Singapore to Limit Chlorinated Organic Compound Presence in Bunker Fuel

by Ship & Bunker News Team
Wednesday February 21, 2024

Singapore's authorities are set to limit the presence of chlorinated organic compounds and other contaminants in bunker fuels after contamination problems in 2022.

Singapore's new bunker quality rules will come into effect on June 1 and include rules on chlorinated organic compounds, inorganic acids, polystyrene, polypropylene and polymethacrylate, MPACEO Eng Dih Teo said in a LinkedIn post.

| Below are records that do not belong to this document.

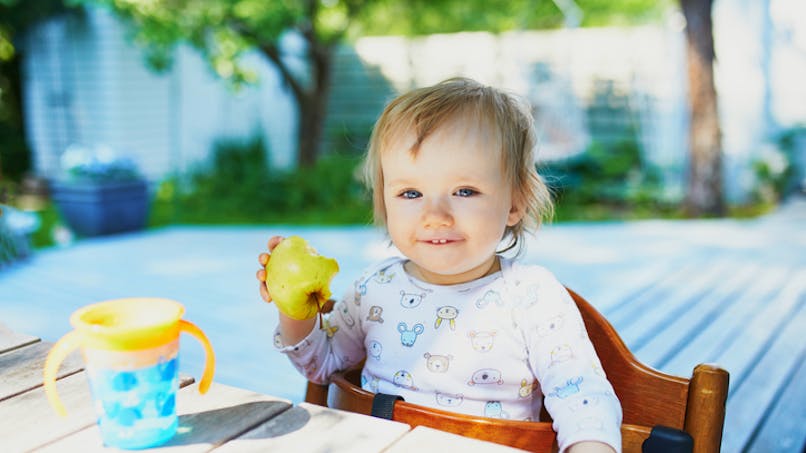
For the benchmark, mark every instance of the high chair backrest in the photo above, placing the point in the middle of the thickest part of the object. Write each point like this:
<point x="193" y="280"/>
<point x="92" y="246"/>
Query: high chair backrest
<point x="648" y="397"/>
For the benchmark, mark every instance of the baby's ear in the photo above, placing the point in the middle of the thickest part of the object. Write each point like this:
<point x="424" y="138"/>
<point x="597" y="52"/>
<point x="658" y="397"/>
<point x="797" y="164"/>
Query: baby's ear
<point x="517" y="210"/>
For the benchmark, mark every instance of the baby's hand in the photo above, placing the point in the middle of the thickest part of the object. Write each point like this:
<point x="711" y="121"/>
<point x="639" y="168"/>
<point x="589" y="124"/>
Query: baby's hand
<point x="263" y="259"/>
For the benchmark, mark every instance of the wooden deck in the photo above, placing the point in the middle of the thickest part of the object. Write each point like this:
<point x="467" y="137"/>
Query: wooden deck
<point x="679" y="292"/>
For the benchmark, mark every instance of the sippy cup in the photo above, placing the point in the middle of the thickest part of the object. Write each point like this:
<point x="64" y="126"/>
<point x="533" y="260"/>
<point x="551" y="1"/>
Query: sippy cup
<point x="130" y="347"/>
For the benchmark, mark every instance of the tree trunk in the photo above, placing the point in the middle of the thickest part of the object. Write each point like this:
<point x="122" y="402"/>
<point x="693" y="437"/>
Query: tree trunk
<point x="313" y="105"/>
<point x="704" y="195"/>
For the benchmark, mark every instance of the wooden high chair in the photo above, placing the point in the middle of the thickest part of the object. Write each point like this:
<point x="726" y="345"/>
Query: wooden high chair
<point x="650" y="399"/>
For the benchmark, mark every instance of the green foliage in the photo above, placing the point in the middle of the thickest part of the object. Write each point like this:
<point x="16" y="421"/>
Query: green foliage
<point x="775" y="169"/>
<point x="239" y="186"/>
<point x="223" y="30"/>
<point x="606" y="182"/>
<point x="422" y="17"/>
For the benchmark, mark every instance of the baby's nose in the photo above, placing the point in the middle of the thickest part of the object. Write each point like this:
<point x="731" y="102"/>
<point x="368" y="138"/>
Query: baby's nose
<point x="437" y="213"/>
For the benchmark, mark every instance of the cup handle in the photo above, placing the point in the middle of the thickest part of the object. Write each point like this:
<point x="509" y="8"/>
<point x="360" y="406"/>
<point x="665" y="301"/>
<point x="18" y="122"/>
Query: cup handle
<point x="209" y="365"/>
<point x="56" y="356"/>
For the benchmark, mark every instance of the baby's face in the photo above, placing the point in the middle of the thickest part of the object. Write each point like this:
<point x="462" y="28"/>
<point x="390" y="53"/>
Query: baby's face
<point x="448" y="207"/>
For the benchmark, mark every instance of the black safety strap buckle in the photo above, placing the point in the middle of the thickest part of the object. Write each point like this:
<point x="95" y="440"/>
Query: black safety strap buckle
<point x="663" y="439"/>
<point x="383" y="404"/>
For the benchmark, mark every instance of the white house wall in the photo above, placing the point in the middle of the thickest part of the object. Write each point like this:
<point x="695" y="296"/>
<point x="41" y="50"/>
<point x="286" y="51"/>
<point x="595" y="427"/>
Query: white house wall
<point x="85" y="83"/>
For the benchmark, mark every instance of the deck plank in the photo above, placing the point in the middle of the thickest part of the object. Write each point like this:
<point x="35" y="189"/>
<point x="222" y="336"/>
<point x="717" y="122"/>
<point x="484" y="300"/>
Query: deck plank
<point x="647" y="318"/>
<point x="752" y="394"/>
<point x="753" y="340"/>
<point x="716" y="336"/>
<point x="784" y="426"/>
<point x="672" y="335"/>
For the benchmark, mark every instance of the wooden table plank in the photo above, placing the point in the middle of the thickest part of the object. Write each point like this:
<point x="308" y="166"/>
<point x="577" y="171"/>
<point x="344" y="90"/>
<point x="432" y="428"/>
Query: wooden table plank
<point x="309" y="427"/>
<point x="422" y="438"/>
<point x="784" y="428"/>
<point x="755" y="393"/>
<point x="28" y="421"/>
<point x="10" y="340"/>
<point x="21" y="369"/>
<point x="205" y="421"/>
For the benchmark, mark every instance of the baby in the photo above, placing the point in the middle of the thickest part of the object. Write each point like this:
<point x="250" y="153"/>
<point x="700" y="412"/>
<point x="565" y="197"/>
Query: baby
<point x="456" y="323"/>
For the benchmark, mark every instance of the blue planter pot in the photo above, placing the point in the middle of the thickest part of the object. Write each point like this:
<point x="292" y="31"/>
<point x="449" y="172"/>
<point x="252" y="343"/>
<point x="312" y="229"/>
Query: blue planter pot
<point x="99" y="208"/>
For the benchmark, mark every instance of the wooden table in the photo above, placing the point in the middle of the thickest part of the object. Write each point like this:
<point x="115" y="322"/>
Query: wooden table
<point x="226" y="419"/>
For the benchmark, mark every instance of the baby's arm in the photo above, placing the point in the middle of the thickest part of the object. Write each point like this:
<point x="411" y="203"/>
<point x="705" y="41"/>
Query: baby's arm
<point x="317" y="351"/>
<point x="585" y="409"/>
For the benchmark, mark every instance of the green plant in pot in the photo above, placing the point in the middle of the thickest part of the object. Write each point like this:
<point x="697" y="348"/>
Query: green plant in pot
<point x="100" y="193"/>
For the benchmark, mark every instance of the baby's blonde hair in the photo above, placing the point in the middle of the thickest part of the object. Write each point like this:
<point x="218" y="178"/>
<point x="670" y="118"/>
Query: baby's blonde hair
<point x="422" y="111"/>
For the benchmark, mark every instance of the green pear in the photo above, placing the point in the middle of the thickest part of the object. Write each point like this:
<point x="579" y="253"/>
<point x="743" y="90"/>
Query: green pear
<point x="298" y="278"/>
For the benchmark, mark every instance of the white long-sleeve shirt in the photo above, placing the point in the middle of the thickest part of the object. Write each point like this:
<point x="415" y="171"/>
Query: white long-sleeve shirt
<point x="492" y="347"/>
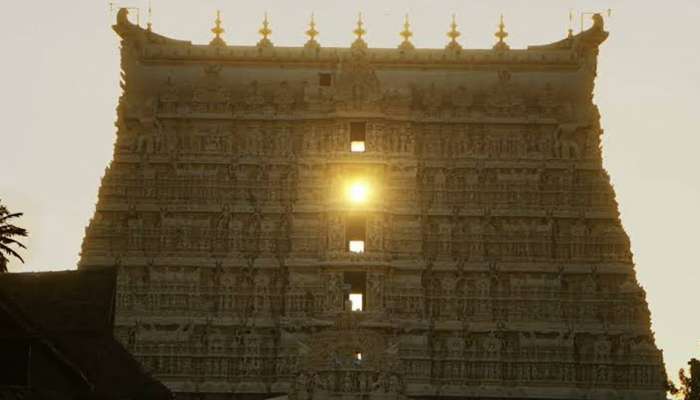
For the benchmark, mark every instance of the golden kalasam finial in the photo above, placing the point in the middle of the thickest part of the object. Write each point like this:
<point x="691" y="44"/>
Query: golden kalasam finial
<point x="571" y="24"/>
<point x="501" y="35"/>
<point x="312" y="33"/>
<point x="406" y="34"/>
<point x="453" y="34"/>
<point x="359" y="31"/>
<point x="265" y="32"/>
<point x="359" y="44"/>
<point x="217" y="30"/>
<point x="149" y="24"/>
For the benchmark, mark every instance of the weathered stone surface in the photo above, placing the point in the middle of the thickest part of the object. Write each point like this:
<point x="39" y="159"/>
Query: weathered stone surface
<point x="496" y="265"/>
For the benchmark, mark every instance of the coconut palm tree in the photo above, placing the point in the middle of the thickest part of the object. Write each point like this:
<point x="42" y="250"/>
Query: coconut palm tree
<point x="8" y="233"/>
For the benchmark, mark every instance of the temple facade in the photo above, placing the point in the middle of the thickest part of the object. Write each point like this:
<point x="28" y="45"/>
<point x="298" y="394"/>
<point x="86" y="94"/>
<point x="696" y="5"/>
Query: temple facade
<point x="360" y="223"/>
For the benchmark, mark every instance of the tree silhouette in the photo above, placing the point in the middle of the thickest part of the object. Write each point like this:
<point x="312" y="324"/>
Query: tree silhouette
<point x="8" y="233"/>
<point x="690" y="384"/>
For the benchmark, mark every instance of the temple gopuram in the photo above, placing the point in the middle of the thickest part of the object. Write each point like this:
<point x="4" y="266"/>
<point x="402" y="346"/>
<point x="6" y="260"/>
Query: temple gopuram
<point x="312" y="223"/>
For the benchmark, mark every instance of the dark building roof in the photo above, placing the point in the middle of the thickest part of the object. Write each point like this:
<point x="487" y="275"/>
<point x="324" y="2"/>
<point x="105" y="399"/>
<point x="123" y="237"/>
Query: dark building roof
<point x="57" y="327"/>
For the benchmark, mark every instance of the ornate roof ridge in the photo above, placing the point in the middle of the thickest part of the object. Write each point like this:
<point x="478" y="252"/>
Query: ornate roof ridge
<point x="586" y="40"/>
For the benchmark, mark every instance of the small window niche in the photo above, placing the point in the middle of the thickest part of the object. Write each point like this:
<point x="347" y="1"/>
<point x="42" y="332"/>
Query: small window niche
<point x="355" y="232"/>
<point x="357" y="283"/>
<point x="358" y="135"/>
<point x="324" y="79"/>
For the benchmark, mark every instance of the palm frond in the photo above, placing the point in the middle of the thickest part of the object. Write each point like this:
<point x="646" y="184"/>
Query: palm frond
<point x="4" y="216"/>
<point x="11" y="230"/>
<point x="13" y="253"/>
<point x="7" y="240"/>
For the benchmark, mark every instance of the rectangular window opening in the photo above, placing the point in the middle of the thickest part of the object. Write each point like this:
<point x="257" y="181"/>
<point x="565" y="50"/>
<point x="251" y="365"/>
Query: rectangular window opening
<point x="355" y="231"/>
<point x="356" y="304"/>
<point x="358" y="134"/>
<point x="324" y="79"/>
<point x="356" y="282"/>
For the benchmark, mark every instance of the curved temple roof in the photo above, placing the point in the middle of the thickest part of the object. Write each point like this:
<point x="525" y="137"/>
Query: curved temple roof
<point x="567" y="51"/>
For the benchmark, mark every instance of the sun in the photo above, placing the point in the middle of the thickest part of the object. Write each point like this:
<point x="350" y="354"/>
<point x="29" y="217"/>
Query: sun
<point x="358" y="192"/>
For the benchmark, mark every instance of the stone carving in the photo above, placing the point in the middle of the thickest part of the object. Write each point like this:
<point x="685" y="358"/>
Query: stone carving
<point x="495" y="263"/>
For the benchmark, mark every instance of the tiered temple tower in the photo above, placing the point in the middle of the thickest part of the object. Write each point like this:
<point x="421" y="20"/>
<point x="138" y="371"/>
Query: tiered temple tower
<point x="454" y="198"/>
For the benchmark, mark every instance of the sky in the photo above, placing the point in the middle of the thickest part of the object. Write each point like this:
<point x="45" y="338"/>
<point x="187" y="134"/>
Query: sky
<point x="59" y="78"/>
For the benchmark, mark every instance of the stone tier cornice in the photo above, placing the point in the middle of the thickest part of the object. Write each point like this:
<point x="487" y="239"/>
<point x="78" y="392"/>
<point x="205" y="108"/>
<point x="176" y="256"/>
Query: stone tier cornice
<point x="155" y="48"/>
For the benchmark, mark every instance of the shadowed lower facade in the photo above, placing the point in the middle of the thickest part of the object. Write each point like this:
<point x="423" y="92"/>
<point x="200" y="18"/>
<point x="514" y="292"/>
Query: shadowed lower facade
<point x="455" y="199"/>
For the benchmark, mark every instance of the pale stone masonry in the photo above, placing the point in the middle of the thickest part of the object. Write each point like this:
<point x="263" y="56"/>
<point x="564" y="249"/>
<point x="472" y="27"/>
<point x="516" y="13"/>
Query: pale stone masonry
<point x="494" y="265"/>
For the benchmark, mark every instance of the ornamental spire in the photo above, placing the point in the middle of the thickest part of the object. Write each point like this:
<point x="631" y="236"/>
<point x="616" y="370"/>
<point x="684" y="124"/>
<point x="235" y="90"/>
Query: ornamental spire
<point x="501" y="35"/>
<point x="265" y="32"/>
<point x="217" y="30"/>
<point x="312" y="33"/>
<point x="149" y="24"/>
<point x="359" y="31"/>
<point x="406" y="34"/>
<point x="453" y="34"/>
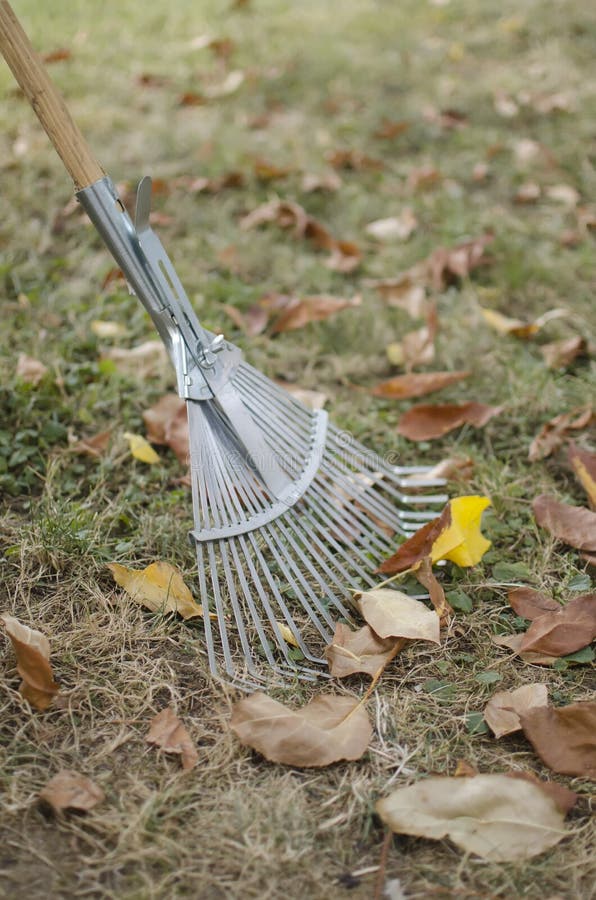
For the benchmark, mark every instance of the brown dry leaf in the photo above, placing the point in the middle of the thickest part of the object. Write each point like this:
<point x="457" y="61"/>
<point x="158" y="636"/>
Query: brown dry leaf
<point x="424" y="177"/>
<point x="389" y="129"/>
<point x="418" y="547"/>
<point x="513" y="642"/>
<point x="303" y="311"/>
<point x="564" y="738"/>
<point x="404" y="293"/>
<point x="359" y="651"/>
<point x="167" y="423"/>
<point x="167" y="732"/>
<point x="403" y="387"/>
<point x="398" y="228"/>
<point x="427" y="578"/>
<point x="493" y="816"/>
<point x="530" y="604"/>
<point x="504" y="708"/>
<point x="160" y="587"/>
<point x="32" y="650"/>
<point x="143" y="361"/>
<point x="328" y="181"/>
<point x="564" y="630"/>
<point x="574" y="525"/>
<point x="58" y="55"/>
<point x="354" y="160"/>
<point x="426" y="421"/>
<point x="560" y="354"/>
<point x="583" y="464"/>
<point x="391" y="613"/>
<point x="93" y="446"/>
<point x="554" y="432"/>
<point x="29" y="369"/>
<point x="331" y="727"/>
<point x="71" y="790"/>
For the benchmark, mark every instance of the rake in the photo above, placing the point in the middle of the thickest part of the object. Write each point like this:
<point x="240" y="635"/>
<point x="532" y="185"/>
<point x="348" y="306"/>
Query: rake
<point x="291" y="515"/>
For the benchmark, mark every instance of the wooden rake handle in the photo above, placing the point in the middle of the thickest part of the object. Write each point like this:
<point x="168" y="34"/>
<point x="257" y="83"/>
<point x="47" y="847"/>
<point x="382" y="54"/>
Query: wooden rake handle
<point x="48" y="105"/>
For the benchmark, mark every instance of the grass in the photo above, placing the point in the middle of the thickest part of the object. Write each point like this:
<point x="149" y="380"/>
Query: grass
<point x="318" y="78"/>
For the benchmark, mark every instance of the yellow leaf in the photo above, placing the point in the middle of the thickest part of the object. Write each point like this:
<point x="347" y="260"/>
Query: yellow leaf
<point x="141" y="449"/>
<point x="462" y="541"/>
<point x="160" y="587"/>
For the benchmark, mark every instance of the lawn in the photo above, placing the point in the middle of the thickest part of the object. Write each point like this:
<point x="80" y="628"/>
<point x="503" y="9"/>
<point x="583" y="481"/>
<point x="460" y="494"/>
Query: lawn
<point x="496" y="97"/>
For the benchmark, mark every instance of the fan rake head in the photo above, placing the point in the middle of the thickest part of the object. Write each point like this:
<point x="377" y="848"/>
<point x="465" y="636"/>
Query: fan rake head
<point x="276" y="574"/>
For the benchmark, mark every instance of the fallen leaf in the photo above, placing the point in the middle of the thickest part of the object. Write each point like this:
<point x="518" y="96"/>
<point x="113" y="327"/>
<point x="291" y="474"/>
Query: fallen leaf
<point x="301" y="312"/>
<point x="30" y="370"/>
<point x="93" y="446"/>
<point x="167" y="423"/>
<point x="504" y="325"/>
<point x="560" y="354"/>
<point x="403" y="387"/>
<point x="583" y="464"/>
<point x="530" y="604"/>
<point x="71" y="790"/>
<point x="565" y="737"/>
<point x="565" y="630"/>
<point x="425" y="421"/>
<point x="394" y="228"/>
<point x="32" y="650"/>
<point x="359" y="651"/>
<point x="425" y="575"/>
<point x="392" y="613"/>
<point x="160" y="588"/>
<point x="167" y="732"/>
<point x="504" y="708"/>
<point x="554" y="432"/>
<point x="328" y="181"/>
<point x="331" y="727"/>
<point x="143" y="361"/>
<point x="107" y="329"/>
<point x="493" y="816"/>
<point x="529" y="192"/>
<point x="141" y="449"/>
<point x="353" y="159"/>
<point x="574" y="525"/>
<point x="311" y="399"/>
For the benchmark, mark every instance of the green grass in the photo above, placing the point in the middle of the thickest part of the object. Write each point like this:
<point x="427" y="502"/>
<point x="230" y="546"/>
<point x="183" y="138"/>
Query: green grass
<point x="324" y="76"/>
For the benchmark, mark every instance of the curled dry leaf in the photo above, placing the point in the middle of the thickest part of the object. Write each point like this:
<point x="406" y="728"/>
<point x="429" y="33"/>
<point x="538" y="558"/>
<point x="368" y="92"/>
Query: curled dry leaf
<point x="428" y="421"/>
<point x="560" y="354"/>
<point x="32" y="650"/>
<point x="169" y="734"/>
<point x="29" y="369"/>
<point x="530" y="604"/>
<point x="329" y="728"/>
<point x="574" y="525"/>
<point x="391" y="613"/>
<point x="454" y="535"/>
<point x="71" y="790"/>
<point x="403" y="387"/>
<point x="583" y="464"/>
<point x="493" y="816"/>
<point x="359" y="651"/>
<point x="160" y="587"/>
<point x="565" y="737"/>
<point x="552" y="434"/>
<point x="563" y="631"/>
<point x="167" y="423"/>
<point x="504" y="708"/>
<point x="144" y="361"/>
<point x="141" y="449"/>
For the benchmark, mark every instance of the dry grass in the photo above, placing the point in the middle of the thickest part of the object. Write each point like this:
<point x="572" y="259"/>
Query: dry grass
<point x="237" y="826"/>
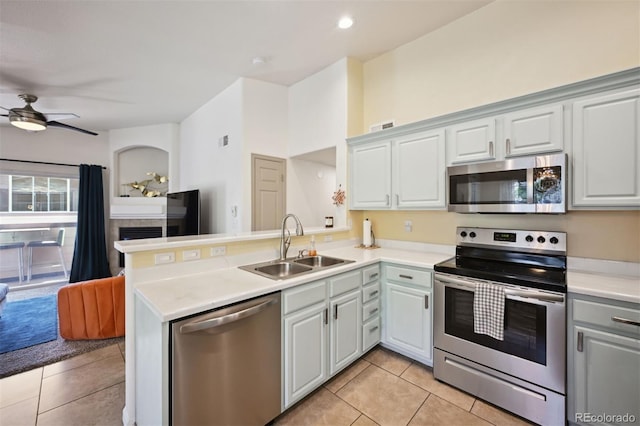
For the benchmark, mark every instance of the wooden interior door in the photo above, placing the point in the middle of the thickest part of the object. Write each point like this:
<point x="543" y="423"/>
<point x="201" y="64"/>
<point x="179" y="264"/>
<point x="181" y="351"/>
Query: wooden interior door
<point x="268" y="192"/>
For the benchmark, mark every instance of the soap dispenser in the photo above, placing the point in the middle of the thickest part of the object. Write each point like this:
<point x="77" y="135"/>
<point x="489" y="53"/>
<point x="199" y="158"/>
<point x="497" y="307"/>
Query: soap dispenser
<point x="312" y="246"/>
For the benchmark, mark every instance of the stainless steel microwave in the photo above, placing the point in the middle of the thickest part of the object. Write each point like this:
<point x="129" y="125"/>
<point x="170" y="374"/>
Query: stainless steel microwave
<point x="518" y="185"/>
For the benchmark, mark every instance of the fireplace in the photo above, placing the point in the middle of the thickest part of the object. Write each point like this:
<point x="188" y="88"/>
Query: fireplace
<point x="137" y="233"/>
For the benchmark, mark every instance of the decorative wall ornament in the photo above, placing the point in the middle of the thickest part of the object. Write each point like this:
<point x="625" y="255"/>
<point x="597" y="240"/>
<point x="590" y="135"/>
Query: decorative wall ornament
<point x="156" y="186"/>
<point x="338" y="196"/>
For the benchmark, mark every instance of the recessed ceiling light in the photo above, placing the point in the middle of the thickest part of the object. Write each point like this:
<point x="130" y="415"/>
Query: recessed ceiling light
<point x="345" y="22"/>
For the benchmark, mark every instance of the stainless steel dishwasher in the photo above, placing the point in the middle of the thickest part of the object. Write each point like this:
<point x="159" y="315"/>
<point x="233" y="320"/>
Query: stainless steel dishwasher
<point x="225" y="365"/>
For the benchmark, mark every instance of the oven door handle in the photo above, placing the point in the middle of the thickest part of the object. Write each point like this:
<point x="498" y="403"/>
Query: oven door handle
<point x="528" y="294"/>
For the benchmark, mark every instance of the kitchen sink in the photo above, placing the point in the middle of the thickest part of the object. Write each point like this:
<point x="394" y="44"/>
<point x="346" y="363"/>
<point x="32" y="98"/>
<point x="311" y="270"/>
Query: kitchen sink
<point x="319" y="261"/>
<point x="283" y="269"/>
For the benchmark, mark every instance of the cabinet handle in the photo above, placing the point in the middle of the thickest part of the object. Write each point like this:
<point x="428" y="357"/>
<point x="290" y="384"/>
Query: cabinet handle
<point x="580" y="341"/>
<point x="625" y="321"/>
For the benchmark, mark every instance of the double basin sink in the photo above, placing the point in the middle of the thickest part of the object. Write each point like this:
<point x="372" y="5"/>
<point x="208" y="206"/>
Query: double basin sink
<point x="289" y="268"/>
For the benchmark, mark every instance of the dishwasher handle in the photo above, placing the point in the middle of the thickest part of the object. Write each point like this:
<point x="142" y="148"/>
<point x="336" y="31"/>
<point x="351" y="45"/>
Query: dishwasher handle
<point x="225" y="319"/>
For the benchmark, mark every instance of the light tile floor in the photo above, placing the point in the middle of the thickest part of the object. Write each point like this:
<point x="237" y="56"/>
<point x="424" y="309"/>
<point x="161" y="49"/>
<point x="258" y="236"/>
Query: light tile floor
<point x="383" y="388"/>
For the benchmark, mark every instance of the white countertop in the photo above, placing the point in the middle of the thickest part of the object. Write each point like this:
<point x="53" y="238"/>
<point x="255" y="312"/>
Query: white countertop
<point x="180" y="296"/>
<point x="176" y="297"/>
<point x="616" y="287"/>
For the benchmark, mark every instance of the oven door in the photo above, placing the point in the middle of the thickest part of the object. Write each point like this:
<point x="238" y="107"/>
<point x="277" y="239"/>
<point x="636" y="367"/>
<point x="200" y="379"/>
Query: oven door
<point x="534" y="345"/>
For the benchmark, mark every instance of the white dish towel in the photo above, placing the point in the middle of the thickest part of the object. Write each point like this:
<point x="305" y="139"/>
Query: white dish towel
<point x="488" y="310"/>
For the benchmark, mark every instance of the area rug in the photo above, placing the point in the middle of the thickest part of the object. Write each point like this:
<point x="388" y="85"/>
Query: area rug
<point x="39" y="355"/>
<point x="28" y="322"/>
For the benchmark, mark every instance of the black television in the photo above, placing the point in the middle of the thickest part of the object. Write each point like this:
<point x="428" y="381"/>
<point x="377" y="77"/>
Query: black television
<point x="183" y="213"/>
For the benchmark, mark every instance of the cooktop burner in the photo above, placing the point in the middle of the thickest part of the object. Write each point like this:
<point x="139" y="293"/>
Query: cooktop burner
<point x="527" y="258"/>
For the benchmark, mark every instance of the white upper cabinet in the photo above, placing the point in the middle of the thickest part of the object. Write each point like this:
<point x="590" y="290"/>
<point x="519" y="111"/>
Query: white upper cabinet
<point x="533" y="131"/>
<point x="606" y="150"/>
<point x="471" y="141"/>
<point x="371" y="176"/>
<point x="419" y="170"/>
<point x="522" y="132"/>
<point x="401" y="172"/>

The new rules are as follows:

  • Residual & bio-residual bunker fuel do not contain Chlorinated Organic Compounds (COC) above 50mg/kg, & free from inorganic acids. COC can be tested using the EN 14077 accredited test method, while inorganic acids can use the ASTM D664 accredited test method as prescribed in ISO 8217.
  • Distillate & bio-distillate bunker marine fuel must be free of inorganic acids which can be tested using the ASTM D664 test method as prescribed in ISO 8217.
  • Residual marine fuels are free from polystyrene, polypropylene & polymethacrylate. These can be tested for by filtration, microscopic examination, & Fourier-Transform Infrared spectroscopy analysis.

"As a global bunkering hub, Singapore remains committed to maintaining high quality assurance of fuels delivered, and making bunker deliveries more transparent, efficient and reduce overall business costs to better serve shipowners, charterers & ships of the world," he said.

Chlorinated organic compounds are one of the contaminants thought to have been behind Singapore's bunker contamination problems in early 2022, in which around 200 vessels were affected by contaminated fuel.

The ISO 8217:2024 specifications anticipated to be coming out early this year are also expected to include a clause on chlorinated organic compounds.